Finished in 0.03 seconds
1 test, 0 failures
Randomized with seed 248841
We even have a green test for our application. Pretty cool, huh?
Now let’s go deeper and try to update our code.
I want the HelloWorld.hello
function to return “Hello, World!” string instead. We can achieve it by changing this function to be like:
def hello do
"Hello, World!"
end
Do you still have an iex
running? Let’s try to call this function again:
iex(2)> HelloWorld.hello
:world
Exactly. We still have an old result. That is because iex
does not recompile our code on the fly. But can ask him to do that by using recompile
function:
iex(3)> recompile
Compiling 1 file (.ex)
:ok
iex(4)> HelloWorld.hello
"Hello, World!"
Now we have our changes up to date. Let’s try to run our tests again:
→ mix test
Compiling 1 file (.ex)
1) test greets the world (HelloWorldTest)
test/hello_world_test.exs:5
Assertion with == failed
code: assert HelloWorld.hello() == :world
left: "Hello, World!"
right: :world
stacktrace:
test/hello_world_test.exs:6: (test)
Finished in 0.04 seconds
1 test, 1 failure
Randomized with seed 954401
Now we can see our test is failing, and that does a perfect sense, because we have updated our production code, but did not change the test. Let’s update our test assertion to check it against “Hello, World!” string instead of :world
.
test "greets the world" do
assert HelloWorld.hello() == "Hello, World!"
end
and run the test:
→ mix test
.
Finished in 0.04 seconds
1 test, 0 failures
Randomized with seed 370635
And we are cool again.
That actually concludes our examples of the first steps in the world of Elixir.

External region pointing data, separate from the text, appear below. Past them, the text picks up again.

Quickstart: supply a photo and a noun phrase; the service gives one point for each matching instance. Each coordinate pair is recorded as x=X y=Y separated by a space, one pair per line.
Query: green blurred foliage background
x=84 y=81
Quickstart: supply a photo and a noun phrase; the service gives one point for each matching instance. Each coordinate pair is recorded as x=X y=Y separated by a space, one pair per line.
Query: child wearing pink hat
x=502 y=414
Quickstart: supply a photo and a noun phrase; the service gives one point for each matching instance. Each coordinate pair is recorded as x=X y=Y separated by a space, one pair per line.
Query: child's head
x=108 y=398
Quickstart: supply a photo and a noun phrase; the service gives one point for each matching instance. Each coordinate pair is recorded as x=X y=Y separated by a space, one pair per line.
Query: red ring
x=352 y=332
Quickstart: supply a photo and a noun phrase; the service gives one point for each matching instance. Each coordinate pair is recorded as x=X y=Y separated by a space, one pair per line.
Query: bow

What did we learn here? Now we know how to install Elixir on our computers, how to implement Hello World application in several ways, how to run that application (again) in several ways. How to use mix
to help us achieve those goals.
The journey only begins. I believe there is more interesting stuff in the Elixir and I’m looking forward to getting to know them. I like that journey so far.